Andrew Seybold, a wireless consultant who moderated the session, noted that including public safety in a larger funding initiative was crucial for the establishment of FirstNet.
“We never would have gotten FirstNet passed, if it was a standalone bill, as we tried four times,” Seybold said. “It was only when it got wrapped into another bill that we got it. It could be the same thing here [for NG911].”
Fontes agreed that there is bipartisan support for the concept of NG911 funding but expressed caution about the notion of including NG911 in a larger funding plan. Congress has used a “waterfall effect”—in which certain items are funded only after new revenues have been generated—in past federal 911 funding efforts, he said. A similar approach for this key NG911 initiative would be problematic.
“In an infrastructure bill, the position of next-generation 911 cannot be on the third, fourth or fifth tier of any cascading funding model,” Fontes said.
Progress on the technical front is being made, with NENA’s i3 standard being adopted in all U.S. NG911 procurements and as a basis for emergency-calling systems in Canada, Fontes said. NENA hopes to complete the public-comment process about the third revision of the i3 standard by the end of the year, so the standard can be delivered to the American National Standards Institute (ANSI) for ratification.
If vendors follow the i3 standard, PSAPs should be able to communicate with one another. However, Fontes expressed concern that he is not certain that all of the ESInets being deployed by states and localities today will support such interoperability. After the session, Fontes said that he supports conformance testing to ensure that NG911 solutions work with each other.
Magnussen said he is worried about language in FirstNet legislation that calls for “seamless interoperability” between 911 centers and FirstNet without any details, noting that “leaves a whole lot of room for interpretation or guessing” by vendors.
In addition, Magnussen noted that it may be difficult to architect NG911 systems that work well with all versions of computer-aided-dispatch (CAD) systems that are on the market today.
“Everything that goes from NG911 through dispatch hits the CAD system,” Magnussen said. “And, if you want to talk about an area that’s totally lacking and void of any kind of standardization at all, that’s the CAD industry.

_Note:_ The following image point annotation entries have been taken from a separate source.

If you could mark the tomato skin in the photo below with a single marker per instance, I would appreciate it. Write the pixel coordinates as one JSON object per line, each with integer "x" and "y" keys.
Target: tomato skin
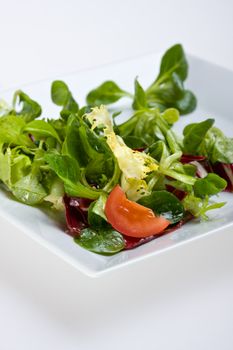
{"x": 131, "y": 218}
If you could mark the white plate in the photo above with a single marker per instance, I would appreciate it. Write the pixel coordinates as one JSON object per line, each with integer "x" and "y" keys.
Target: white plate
{"x": 213, "y": 87}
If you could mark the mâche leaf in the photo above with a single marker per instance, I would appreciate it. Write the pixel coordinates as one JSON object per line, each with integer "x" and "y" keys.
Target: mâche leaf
{"x": 30, "y": 109}
{"x": 209, "y": 185}
{"x": 61, "y": 96}
{"x": 107, "y": 93}
{"x": 164, "y": 203}
{"x": 105, "y": 241}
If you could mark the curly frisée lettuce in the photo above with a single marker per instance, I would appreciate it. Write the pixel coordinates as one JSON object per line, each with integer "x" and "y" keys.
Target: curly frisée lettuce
{"x": 135, "y": 166}
{"x": 119, "y": 185}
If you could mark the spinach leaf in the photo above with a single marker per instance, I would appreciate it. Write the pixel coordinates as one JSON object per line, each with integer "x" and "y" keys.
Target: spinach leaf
{"x": 30, "y": 109}
{"x": 165, "y": 204}
{"x": 104, "y": 241}
{"x": 62, "y": 96}
{"x": 209, "y": 185}
{"x": 194, "y": 135}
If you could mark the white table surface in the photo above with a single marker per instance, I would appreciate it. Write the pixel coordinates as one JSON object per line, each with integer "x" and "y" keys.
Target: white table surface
{"x": 182, "y": 299}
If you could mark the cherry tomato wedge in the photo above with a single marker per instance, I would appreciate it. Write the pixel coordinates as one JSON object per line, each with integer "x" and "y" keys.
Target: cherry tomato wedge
{"x": 131, "y": 218}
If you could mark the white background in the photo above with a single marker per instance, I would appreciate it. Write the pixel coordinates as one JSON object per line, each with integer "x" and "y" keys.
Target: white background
{"x": 180, "y": 300}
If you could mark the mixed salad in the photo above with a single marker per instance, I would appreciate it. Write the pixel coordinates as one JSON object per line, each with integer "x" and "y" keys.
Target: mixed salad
{"x": 119, "y": 184}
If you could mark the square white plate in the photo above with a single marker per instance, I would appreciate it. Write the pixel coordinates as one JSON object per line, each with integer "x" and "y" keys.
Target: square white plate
{"x": 212, "y": 86}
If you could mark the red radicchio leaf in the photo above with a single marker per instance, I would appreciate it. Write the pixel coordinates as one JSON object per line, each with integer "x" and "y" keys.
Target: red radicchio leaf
{"x": 133, "y": 242}
{"x": 76, "y": 214}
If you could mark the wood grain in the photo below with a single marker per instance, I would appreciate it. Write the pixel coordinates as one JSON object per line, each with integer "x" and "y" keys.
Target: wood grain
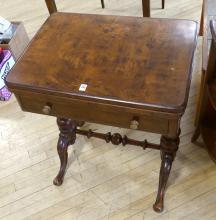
{"x": 102, "y": 178}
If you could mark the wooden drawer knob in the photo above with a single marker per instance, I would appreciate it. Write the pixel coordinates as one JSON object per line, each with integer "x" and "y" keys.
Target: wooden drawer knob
{"x": 46, "y": 109}
{"x": 134, "y": 124}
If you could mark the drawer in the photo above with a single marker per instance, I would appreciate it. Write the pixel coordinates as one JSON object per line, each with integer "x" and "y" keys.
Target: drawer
{"x": 101, "y": 113}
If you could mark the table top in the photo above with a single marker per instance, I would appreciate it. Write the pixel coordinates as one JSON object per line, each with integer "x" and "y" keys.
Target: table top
{"x": 137, "y": 62}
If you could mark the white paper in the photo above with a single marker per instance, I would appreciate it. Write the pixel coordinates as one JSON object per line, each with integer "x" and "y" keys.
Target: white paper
{"x": 4, "y": 24}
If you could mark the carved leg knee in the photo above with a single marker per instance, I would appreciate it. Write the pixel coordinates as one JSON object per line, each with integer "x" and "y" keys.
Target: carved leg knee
{"x": 67, "y": 137}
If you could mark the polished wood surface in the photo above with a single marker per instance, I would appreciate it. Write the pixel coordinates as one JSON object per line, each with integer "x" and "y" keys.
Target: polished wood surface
{"x": 114, "y": 52}
{"x": 131, "y": 58}
{"x": 206, "y": 111}
{"x": 102, "y": 181}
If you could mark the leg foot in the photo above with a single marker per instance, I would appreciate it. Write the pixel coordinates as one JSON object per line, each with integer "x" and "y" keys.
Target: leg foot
{"x": 163, "y": 4}
{"x": 67, "y": 137}
{"x": 169, "y": 147}
{"x": 102, "y": 4}
{"x": 195, "y": 135}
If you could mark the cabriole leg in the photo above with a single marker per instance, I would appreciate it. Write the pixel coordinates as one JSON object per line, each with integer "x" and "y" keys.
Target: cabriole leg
{"x": 67, "y": 136}
{"x": 169, "y": 146}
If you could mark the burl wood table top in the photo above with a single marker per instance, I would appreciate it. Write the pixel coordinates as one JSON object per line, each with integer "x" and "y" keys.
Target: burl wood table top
{"x": 137, "y": 62}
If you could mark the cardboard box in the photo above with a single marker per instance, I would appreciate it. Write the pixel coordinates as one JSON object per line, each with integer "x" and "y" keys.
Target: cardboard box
{"x": 19, "y": 41}
{"x": 5, "y": 66}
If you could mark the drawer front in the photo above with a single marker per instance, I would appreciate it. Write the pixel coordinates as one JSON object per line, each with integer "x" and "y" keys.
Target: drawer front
{"x": 94, "y": 112}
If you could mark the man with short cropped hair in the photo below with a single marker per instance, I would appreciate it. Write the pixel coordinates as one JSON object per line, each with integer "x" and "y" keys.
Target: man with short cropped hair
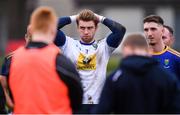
{"x": 167, "y": 57}
{"x": 168, "y": 36}
{"x": 88, "y": 54}
{"x": 139, "y": 84}
{"x": 41, "y": 79}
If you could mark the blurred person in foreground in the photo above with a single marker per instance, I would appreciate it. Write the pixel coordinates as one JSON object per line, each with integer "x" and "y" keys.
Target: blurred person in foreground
{"x": 168, "y": 36}
{"x": 88, "y": 54}
{"x": 5, "y": 72}
{"x": 139, "y": 85}
{"x": 41, "y": 79}
{"x": 167, "y": 57}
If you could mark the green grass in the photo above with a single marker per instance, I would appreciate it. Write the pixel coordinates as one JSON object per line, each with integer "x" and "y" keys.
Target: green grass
{"x": 112, "y": 64}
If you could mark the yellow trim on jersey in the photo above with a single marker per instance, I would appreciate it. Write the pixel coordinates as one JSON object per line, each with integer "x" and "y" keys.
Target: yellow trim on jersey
{"x": 174, "y": 52}
{"x": 161, "y": 52}
{"x": 10, "y": 55}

“So, we have to take standards-based SIP services—and it says we have to have interoperability over here through standards-based services—and we’re going to be forced to run it through a [CAD] system that doesn’t know what a standard is. We have some serious work to do there.”
Fontes also cited several potential policy and business-model issues associated with NG911 that need to be resolved, such as terms of interconnection and what level of oversight state commissions would have over the implementation and operation of NG911 within their jurisdictions. If not handled correctly, the situation could become a “regulatory morass” that could delay or otherwise hamper NG911 deployment, he said.